Otilla fuit. Quoi? Pourquoi? On ne sait pas. On ne saura jamais. Toujours est-il qu'elle a fuit dans la forêt. On l'appelle. Elle ne répond pas. Otilla trébuche, pleure, se relève. Elle a découvert une veille et très grande maison. Dans cette maison vit un crâne. Ce crâne daigne lui ouvrir. Elle peut rester ici, si elle en a envie. Elle n'aura qu'à le porter, c'est la seule demande du crâne. Otilla accepte. Il lui fait visiter. Il est gentil. Ils semblent bien s'amuser. Mais. Il y a un "mais". Durant la nuit, un squelette sans tête veut attraper le crâne. le crâne ne veut pas être attrapé. C'est ce qu'il dit à Otilla. Alors, Otilla élabore un plan. Un plan pour cette nuit. Pour en finir.


Déjà, il faut savoir que le style de narration ressemble à ce résumé. On emplois le présent de l'indicatif, les phrases ne sont jamais très longues et les dialogues sont courts, presque mécaniques. C'est épuré, assurément, mais ça contribue a accentuer le malaise de cette histoire, au bout du compte, car il n'y a aucunes descriptions et pratiquement aucun registre émotionnel, si ce n'est les verbes pour marquer les comportements. Il y a quelque chose de détaché, presque froid. Un "froid" accentué par les illustrations. Ce peut-être un choix très intéressant au regard du statut de "conte" de cette histoire, et propose quelque chose de relativement peu fréquent, en littérature jeunesse. du moins, c'est quelque chose qu'on verrait plus en littératie, pour les Lecteurs débutants, moins pour les lecteurs intermédiaires.
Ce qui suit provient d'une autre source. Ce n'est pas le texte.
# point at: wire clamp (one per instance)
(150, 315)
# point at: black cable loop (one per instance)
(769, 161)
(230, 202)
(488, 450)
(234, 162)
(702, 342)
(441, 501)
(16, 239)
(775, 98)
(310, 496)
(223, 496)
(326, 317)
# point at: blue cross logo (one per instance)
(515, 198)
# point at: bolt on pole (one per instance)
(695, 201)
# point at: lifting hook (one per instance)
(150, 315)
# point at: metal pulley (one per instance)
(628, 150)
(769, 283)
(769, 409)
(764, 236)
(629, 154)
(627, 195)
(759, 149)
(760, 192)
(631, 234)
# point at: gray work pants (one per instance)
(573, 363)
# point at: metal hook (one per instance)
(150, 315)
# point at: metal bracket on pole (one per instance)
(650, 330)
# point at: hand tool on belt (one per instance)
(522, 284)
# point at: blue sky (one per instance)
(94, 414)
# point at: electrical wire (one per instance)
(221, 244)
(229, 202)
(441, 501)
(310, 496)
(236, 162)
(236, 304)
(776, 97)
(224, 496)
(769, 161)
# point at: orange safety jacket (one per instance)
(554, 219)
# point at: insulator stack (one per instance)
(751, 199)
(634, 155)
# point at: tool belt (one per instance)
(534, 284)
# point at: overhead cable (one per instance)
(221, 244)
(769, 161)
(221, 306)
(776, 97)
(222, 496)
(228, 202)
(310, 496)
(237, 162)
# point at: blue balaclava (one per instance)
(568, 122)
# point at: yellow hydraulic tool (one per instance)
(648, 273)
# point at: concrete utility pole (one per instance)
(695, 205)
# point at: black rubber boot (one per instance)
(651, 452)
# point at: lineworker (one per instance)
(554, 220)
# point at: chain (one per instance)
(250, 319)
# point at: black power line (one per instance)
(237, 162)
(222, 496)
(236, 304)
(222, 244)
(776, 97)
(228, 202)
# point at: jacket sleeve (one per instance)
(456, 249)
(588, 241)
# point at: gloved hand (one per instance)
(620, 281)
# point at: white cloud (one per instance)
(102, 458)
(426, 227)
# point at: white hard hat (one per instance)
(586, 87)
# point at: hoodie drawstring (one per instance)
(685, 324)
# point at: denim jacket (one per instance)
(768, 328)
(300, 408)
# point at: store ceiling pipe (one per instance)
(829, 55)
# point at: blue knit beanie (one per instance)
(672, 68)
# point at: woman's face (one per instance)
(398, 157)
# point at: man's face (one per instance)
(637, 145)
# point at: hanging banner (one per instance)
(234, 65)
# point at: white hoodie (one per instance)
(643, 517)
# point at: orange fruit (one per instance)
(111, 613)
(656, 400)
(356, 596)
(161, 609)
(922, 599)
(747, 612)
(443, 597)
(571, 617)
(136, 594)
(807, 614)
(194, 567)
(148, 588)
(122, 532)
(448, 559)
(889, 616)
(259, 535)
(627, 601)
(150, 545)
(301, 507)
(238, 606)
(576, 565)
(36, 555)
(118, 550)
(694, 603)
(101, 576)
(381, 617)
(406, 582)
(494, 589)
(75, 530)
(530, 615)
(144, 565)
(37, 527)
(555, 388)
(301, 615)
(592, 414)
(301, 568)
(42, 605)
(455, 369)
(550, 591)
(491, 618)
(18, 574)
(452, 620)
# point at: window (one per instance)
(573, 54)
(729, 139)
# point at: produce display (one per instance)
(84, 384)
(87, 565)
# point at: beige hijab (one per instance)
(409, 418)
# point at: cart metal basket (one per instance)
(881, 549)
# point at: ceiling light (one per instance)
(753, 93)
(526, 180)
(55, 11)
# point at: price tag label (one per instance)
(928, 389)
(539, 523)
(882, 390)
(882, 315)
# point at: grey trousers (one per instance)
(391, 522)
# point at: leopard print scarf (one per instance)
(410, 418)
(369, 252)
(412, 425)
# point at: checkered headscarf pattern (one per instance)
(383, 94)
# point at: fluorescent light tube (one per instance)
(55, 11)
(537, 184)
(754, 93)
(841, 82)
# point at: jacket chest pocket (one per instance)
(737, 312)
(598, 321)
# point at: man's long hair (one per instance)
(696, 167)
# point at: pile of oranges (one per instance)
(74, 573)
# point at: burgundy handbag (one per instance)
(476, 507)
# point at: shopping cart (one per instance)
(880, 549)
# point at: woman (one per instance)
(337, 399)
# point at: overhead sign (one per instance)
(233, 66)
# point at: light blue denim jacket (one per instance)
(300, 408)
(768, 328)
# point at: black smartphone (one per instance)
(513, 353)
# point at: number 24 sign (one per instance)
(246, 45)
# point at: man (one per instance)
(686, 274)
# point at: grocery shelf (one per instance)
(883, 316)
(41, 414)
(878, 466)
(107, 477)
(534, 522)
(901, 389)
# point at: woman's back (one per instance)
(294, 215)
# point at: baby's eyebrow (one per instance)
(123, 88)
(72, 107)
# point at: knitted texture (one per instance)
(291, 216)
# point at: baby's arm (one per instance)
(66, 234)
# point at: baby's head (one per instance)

Pour les profs, le livre peut donc être aussi bien utilisé en premier cycle, 2e année ( 7 ans) que la 3e année du second cycle ( 8 ans) et pourquoi pas les 4e ( 9 ans) qui ont des défis en lecture ou un français langue seconde? En outre, la police est très grosse et la mise en page aérée. le livre n'est donc pas aussi chargé que le laisse croire son format.


Ensuite, l'histoire elle-même a quelque chose de perturbant, dans le sens "dérangeant". Otilla fuit quelque chose qu'on peut croire humain ou pas. On laisse cet état ambigu, qui peut être aussi bien une voix humaine que "celle du vent", comme l'indique l'histoire. On sait juste qu'elle court et sans doute pas parce qu'elle le veut. Un enfant qui se réfugie dans une sombre forêt, règle générale, laisse derrière lui quelque chose de plus sombre encore. La petite fille n'est pas la seule a fuir, cependant. le "Crâne", entité bavarde et capable de se mouvoir, précise que le "squelette sans tête" veut s'emparer de lui. On peut penser que c'est le reste de sa personne, mais quand à savoir pourquoi il veut rester un crâne de son état, ce n'est pas dit. Il ne veut pas en parler et Otilla respecte ce choix. Une sage décision, quand on pense à la 4e femme de Barbe Bleue. Bref!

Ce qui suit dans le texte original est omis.